Karim Wade, Don Quichotte ou Guignol à la Com ?

Le cirque de Walf des 18 et 19 juillet 2009 a été d'une gratuite méchanceté ; voici qu'au nom d'un idéal-typique wébérien et hégélien douteux, Karim Meïssa Wade se rue à l'assaut de moulins imaginaires, à la recherche du Graal, une nouvelle morale ! Signe prémonitoire d'une chute à grands effets que cette agitation extrême ?



Karim Wade, Don Quichotte ou Guignol à la Com  ?
Karim Meïssa Wade a inauguré une nouvelle ère de communication tous azimuts au nom de la défense des intérêts matériels et moraux du Sénégal. Sous le prétexte d'une lutte pour la transparence dans les opérations engageant la responsabilité de l'État sénégalais, il a ouvert de nouveaux chantiers, fort anciens au demeurant, en se taisant pudiquement sur ce que la morale sénégalaise a le plus réprouvé : son implication, à la place des ayants droit, dans des négociations financières, la conduite d'affaires à forts relents de scandales et la gestion équivoque de certains grands dossiers de l'État sénégalais.

Depuis quelque temps en effet, des individus masqués ou avançant à visage découvert, se réclamant de son idéologie générationnelle, essaient de rouvrir quelques grands dossiers de l'époque socialiste (Affaire Millicom-Sentel, dans la délivrance de la 2ème licence de téléphonie mobile en 1998, licences de pêche dans le cadre de l’organisation de la Coupe d’Afrique des nations Sénégal-1992, grands travaux de la première version de l’Organisation de la Conférence islamique dont les restes ont été d’un secours certain à…Karim en 2008, notamment).

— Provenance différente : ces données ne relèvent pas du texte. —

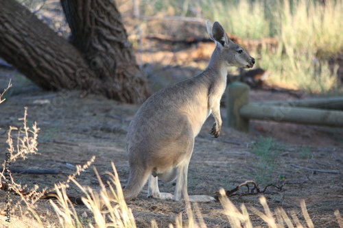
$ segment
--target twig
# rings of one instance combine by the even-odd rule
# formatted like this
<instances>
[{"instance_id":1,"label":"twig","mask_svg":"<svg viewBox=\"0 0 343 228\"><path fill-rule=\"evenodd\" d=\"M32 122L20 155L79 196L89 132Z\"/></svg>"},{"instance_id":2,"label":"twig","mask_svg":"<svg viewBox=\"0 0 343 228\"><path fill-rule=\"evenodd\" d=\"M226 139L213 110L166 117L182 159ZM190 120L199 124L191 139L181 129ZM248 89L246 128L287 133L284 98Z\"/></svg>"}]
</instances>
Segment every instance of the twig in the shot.
<instances>
[{"instance_id":1,"label":"twig","mask_svg":"<svg viewBox=\"0 0 343 228\"><path fill-rule=\"evenodd\" d=\"M291 166L298 168L302 168L302 169L305 169L305 170L310 170L310 171L313 171L313 172L340 174L340 172L338 172L338 171L323 170L320 170L320 169L309 168L299 166L297 166L295 164L291 164Z\"/></svg>"},{"instance_id":2,"label":"twig","mask_svg":"<svg viewBox=\"0 0 343 228\"><path fill-rule=\"evenodd\" d=\"M249 188L249 186L248 185L248 183L252 183L254 185L254 188L252 189L251 192L250 192L250 188ZM246 186L248 188L248 194L255 194L255 193L259 193L260 192L260 190L259 190L259 186L257 185L257 183L256 183L255 181L245 181L244 183L242 183L239 185L238 185L236 188L235 188L234 189L232 189L230 190L227 190L227 191L225 191L225 193L226 194L226 196L229 197L230 195L232 195L234 192L236 192L237 191L238 191L239 190L239 188L242 186ZM252 192L252 191L256 189L257 192ZM213 196L213 197L216 199L216 200L219 200L219 197L220 197L220 194L219 192L217 192L215 195Z\"/></svg>"}]
</instances>

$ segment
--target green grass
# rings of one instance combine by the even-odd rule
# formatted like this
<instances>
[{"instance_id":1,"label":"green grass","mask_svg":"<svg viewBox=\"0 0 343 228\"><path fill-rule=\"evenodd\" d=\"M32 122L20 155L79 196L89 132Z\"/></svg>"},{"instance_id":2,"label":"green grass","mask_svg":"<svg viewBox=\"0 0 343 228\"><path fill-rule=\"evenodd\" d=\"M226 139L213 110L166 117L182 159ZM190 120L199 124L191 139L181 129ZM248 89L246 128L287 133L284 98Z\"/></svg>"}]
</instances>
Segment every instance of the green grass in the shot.
<instances>
[{"instance_id":1,"label":"green grass","mask_svg":"<svg viewBox=\"0 0 343 228\"><path fill-rule=\"evenodd\" d=\"M283 177L276 172L281 147L271 137L261 139L254 145L252 152L257 156L253 164L255 172L248 173L258 184L265 186Z\"/></svg>"},{"instance_id":2,"label":"green grass","mask_svg":"<svg viewBox=\"0 0 343 228\"><path fill-rule=\"evenodd\" d=\"M327 60L343 53L343 0L145 0L145 16L198 16L218 21L244 40L274 37L276 51L252 55L270 81L310 93L342 94ZM156 5L155 5L156 4ZM336 66L337 67L338 66Z\"/></svg>"}]
</instances>

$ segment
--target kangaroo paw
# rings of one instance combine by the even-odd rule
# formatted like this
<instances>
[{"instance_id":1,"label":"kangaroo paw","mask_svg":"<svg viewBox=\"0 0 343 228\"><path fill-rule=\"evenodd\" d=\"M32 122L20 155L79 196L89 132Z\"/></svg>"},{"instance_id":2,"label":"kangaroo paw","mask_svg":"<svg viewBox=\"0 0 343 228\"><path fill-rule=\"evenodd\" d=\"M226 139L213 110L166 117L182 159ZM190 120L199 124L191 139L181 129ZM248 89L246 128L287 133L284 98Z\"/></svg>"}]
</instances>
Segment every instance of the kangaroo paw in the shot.
<instances>
[{"instance_id":1,"label":"kangaroo paw","mask_svg":"<svg viewBox=\"0 0 343 228\"><path fill-rule=\"evenodd\" d=\"M217 123L213 123L213 127L212 127L212 129L210 131L210 134L214 136L214 138L218 138L220 135L220 131L217 129Z\"/></svg>"}]
</instances>

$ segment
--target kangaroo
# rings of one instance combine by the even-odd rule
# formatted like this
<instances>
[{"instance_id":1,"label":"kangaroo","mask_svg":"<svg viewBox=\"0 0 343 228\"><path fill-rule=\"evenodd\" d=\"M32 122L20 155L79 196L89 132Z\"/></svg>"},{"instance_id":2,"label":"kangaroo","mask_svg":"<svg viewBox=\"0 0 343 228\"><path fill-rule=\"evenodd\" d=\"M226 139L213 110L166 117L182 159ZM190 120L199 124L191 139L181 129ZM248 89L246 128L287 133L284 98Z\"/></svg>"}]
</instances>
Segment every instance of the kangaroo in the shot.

Sous le prétexte d'une réaction aux nombreuses attaques dont le ministre d'État, ministre chargé de la Coopération internationale, de l'Aménagement du territoire, des Transports aériens et des Infrastructures continue de faire l'objet, le fils du président de la République s'est découvert une nouvelle vertu et un idéal-type à la fois wébérien et hégélien de moralisation et de transparence dans les affaires de l'État pour juguler les pratiques peu orthodoxes de l'ancien régime.

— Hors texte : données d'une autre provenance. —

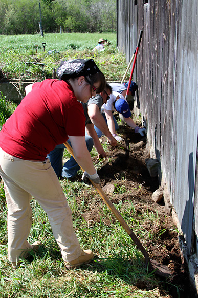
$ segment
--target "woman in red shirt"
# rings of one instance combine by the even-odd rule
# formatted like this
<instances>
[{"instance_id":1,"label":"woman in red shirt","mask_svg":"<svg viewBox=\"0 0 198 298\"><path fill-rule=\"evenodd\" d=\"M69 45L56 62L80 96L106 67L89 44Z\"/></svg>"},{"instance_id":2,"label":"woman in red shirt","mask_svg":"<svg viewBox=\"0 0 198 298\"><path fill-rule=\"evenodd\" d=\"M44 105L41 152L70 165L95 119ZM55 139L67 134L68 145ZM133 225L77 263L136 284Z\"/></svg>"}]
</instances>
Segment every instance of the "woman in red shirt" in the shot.
<instances>
[{"instance_id":1,"label":"woman in red shirt","mask_svg":"<svg viewBox=\"0 0 198 298\"><path fill-rule=\"evenodd\" d=\"M27 241L34 197L46 211L68 269L94 257L83 251L74 233L72 212L47 155L70 138L75 157L85 175L99 177L85 141L85 116L78 101L86 102L104 90L105 80L92 59L63 61L60 80L47 79L31 86L0 131L0 175L8 206L8 257L13 268L38 242Z\"/></svg>"}]
</instances>

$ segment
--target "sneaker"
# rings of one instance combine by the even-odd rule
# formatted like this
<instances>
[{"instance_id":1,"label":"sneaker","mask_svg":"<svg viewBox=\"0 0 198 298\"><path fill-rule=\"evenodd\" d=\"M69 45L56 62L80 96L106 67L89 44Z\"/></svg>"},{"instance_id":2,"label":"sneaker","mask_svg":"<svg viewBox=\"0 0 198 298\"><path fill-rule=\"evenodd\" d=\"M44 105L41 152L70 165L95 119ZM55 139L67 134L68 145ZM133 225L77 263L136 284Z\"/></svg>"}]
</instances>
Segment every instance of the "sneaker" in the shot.
<instances>
[{"instance_id":1,"label":"sneaker","mask_svg":"<svg viewBox=\"0 0 198 298\"><path fill-rule=\"evenodd\" d=\"M82 250L81 254L76 259L64 262L67 269L78 269L81 265L88 264L94 257L94 254L90 249Z\"/></svg>"},{"instance_id":2,"label":"sneaker","mask_svg":"<svg viewBox=\"0 0 198 298\"><path fill-rule=\"evenodd\" d=\"M40 241L36 241L31 245L32 247L27 248L24 250L20 255L20 257L22 257L25 259L28 258L31 255L32 255L33 253L36 254L36 252L38 251L39 246L44 246L43 245ZM11 262L12 268L15 269L19 267L20 264L23 263L23 261L19 260L15 262Z\"/></svg>"},{"instance_id":3,"label":"sneaker","mask_svg":"<svg viewBox=\"0 0 198 298\"><path fill-rule=\"evenodd\" d=\"M18 268L23 262L21 261L18 261L16 262L11 262L12 266L13 269Z\"/></svg>"}]
</instances>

Malheureusement, la cible ne semble être personne d’autre que Ousmane Tanor Dieng, le premier secrétaire du Parti socialiste : par sa presse interposée, Karim Meïssa Wade s’est trouvé de nouveaux boucliers inspirés pour inviter l’inévitable Tanor à un inévitable débat public télévisé qui semble être la marotte de Karim Wade depuis un an ! (1)

A titre collectif ou individuel, chacun s’invite dans le débat. Ainsi, hier doctorant en 2009, Cheikh Diallo avait annoncé en juillet la mort programmée du Pds qui se transmue aujourd'hui en un libéralisme superfétatoire (Pdsl), aucune contestation n'ayant eu lieu sur la tendance idéologique de la formation de Me Wade depuis 1974 qu'il s'est complaisamment et de manière contributive inscrit dans la loi des quatre courants définie par Senghor. Sauf celle de ses propres enfants putatifs, Serigne Diop (Pds/Rénovation) et Ousmane Ngom (Parti libéral du Sénégal).

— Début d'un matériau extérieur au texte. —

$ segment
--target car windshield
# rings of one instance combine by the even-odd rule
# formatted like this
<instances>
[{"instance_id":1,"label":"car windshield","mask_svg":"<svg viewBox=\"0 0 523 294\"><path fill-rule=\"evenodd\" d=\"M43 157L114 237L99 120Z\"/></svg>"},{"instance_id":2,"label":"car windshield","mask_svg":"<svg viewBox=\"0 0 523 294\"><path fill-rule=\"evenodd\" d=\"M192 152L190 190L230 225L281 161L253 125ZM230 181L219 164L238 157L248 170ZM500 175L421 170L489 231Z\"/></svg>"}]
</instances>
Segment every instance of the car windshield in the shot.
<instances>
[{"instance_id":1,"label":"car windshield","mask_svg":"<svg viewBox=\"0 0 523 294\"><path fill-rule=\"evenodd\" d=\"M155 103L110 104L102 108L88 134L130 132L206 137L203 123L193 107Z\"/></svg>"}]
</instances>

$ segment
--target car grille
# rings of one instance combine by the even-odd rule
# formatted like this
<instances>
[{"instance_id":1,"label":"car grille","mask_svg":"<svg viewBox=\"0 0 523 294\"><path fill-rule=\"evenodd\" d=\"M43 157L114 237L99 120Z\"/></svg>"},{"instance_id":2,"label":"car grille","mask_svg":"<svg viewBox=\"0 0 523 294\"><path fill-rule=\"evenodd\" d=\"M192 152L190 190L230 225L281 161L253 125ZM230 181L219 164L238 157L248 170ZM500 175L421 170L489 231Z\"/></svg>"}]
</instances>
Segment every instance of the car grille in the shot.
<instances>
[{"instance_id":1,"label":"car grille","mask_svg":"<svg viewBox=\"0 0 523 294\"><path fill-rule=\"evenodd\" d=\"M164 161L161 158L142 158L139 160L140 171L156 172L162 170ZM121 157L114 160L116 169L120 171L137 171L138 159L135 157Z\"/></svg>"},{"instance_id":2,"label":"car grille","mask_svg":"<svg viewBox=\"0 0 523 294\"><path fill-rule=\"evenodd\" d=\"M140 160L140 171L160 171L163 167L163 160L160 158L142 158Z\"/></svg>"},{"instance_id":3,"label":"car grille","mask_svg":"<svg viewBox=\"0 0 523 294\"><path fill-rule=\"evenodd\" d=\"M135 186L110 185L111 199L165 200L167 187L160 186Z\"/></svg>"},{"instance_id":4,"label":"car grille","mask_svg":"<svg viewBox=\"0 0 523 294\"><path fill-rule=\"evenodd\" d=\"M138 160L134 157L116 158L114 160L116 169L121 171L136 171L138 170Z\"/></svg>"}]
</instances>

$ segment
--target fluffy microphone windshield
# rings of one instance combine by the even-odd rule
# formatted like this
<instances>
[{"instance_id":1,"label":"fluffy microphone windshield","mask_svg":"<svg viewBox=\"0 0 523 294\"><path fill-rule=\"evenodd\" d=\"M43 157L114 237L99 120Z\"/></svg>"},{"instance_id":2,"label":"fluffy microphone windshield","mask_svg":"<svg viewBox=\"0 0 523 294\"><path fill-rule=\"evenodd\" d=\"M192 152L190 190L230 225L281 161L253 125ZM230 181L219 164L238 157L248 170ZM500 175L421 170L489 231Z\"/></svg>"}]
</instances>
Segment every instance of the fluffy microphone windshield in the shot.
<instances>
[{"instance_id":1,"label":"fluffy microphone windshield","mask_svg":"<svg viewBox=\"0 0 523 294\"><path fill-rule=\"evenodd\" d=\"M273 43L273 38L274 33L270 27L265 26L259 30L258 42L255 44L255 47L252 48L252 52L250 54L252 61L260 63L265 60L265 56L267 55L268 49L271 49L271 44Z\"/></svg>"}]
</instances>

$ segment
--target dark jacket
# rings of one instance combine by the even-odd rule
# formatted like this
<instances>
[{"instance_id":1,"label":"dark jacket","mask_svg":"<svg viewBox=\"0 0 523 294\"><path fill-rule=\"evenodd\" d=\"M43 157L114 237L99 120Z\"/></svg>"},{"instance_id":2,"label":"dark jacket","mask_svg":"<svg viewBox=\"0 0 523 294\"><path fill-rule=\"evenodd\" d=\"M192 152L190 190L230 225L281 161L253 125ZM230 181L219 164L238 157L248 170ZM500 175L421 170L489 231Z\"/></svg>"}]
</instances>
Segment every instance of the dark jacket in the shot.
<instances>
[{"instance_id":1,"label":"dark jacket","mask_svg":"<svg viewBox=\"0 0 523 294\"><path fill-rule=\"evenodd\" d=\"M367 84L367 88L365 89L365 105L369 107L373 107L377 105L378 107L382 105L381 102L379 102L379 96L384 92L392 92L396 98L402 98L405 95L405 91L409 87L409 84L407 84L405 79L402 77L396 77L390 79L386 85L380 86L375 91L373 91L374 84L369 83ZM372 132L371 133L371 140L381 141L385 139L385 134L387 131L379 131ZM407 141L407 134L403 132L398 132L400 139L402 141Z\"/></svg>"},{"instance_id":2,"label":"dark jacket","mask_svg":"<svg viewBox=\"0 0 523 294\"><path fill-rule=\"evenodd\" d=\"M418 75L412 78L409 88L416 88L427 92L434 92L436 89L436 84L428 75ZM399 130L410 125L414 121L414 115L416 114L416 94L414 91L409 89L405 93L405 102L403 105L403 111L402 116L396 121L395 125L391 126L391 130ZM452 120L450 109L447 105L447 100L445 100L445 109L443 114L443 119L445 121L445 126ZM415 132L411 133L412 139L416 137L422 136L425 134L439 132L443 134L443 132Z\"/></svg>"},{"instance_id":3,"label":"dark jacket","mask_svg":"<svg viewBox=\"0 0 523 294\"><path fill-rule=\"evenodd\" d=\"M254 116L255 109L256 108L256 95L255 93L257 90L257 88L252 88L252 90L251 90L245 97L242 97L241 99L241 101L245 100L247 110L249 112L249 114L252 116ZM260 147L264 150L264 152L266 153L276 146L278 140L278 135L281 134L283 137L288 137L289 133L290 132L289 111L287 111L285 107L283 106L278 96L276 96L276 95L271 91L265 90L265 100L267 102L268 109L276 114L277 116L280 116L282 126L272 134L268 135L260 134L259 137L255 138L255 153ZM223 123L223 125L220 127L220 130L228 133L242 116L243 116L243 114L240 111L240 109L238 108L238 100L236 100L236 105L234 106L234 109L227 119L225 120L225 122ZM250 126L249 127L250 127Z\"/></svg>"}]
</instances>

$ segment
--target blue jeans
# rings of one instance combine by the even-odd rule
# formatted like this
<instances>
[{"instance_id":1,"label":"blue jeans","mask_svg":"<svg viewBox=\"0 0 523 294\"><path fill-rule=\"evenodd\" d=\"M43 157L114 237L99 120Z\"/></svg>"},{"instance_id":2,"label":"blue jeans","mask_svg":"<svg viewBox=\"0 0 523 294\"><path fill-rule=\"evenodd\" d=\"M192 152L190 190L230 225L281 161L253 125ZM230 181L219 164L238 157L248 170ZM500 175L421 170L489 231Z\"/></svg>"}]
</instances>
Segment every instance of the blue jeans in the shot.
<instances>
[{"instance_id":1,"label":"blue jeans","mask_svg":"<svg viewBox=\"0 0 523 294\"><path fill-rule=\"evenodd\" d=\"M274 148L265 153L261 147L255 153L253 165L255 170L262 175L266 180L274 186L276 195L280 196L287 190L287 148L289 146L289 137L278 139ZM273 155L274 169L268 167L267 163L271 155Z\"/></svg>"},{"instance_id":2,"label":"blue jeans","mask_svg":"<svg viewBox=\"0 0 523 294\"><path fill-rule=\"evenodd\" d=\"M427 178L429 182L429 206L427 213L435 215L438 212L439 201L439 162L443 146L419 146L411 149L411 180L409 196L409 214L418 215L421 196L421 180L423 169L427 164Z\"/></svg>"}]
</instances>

C'est le même Cheikh Diallo, annonce-t-on dans les milieux de l'Agence nationale pour l'Organisation de la Conférence islamique (Anoci), qui aurait théorisé en avril le fonds de commerce à retirer de la mort de Karine Wade et le revoilà, chercheur en sciences politiques à l'Université Cheikh Anta Diop de Dakar (Ucad), qui prévient le Pds contre les ruses de Bennoo dont les dirigeants feraient semblant d'être à hue et à dia à propos de la candidature de l'opposition dite significative pour mieux endormir l'adversaire (2).

La stratégie trouvée au sein du même milieu et de ses satellites générationnels résiderait en une contre-attaque contre la locomotive du Bennoo que sont Ousmane Tanor Dieng et son parti, sous les habits d’un Don Quichotte luttant contre des moulins imaginaires, au nom d'un idéal-typique wébérien et hégélien douteux, au nom de la morale et de la transparence. En laissant de côté la motivation principale qui sourd de la thèse de Diallo qui serait une inquiétude morale de la société sénégalaise qui souhaiterait revenir aux années 90 avec la cohabitation. La tentative est habile !

Ainsi, après l'ineptie sur Wall Fadjri télévision des 18 et 19 juillet 2009, voici que Karim Meïssa Wade oublie l'essentiel dont il n'aurait jamais dû se départir : le renouveau politique ; il devait en effet se tourner vers demain, avec, certes, un appui sur hier mais pour façonner un futur imaginable et possible. Faute d'avenir en effet, le Sénégal au pouvoir se focalise délibérément sur hier, refusant les ruptures et césures aptes à laisser entrevoir demain.

La croisade contre hier remis à l'honneur (Affaire Millicom-Sentel, dans la délivrance de la 2ème licence de téléphonie mobile en 1998, licences de pêche de 1992, grands travaux de l'Oci première version, notamment) est en effet révélatrice de l'incapacité des gens du pouvoir à se voir à demain… ou à ruser vers demain !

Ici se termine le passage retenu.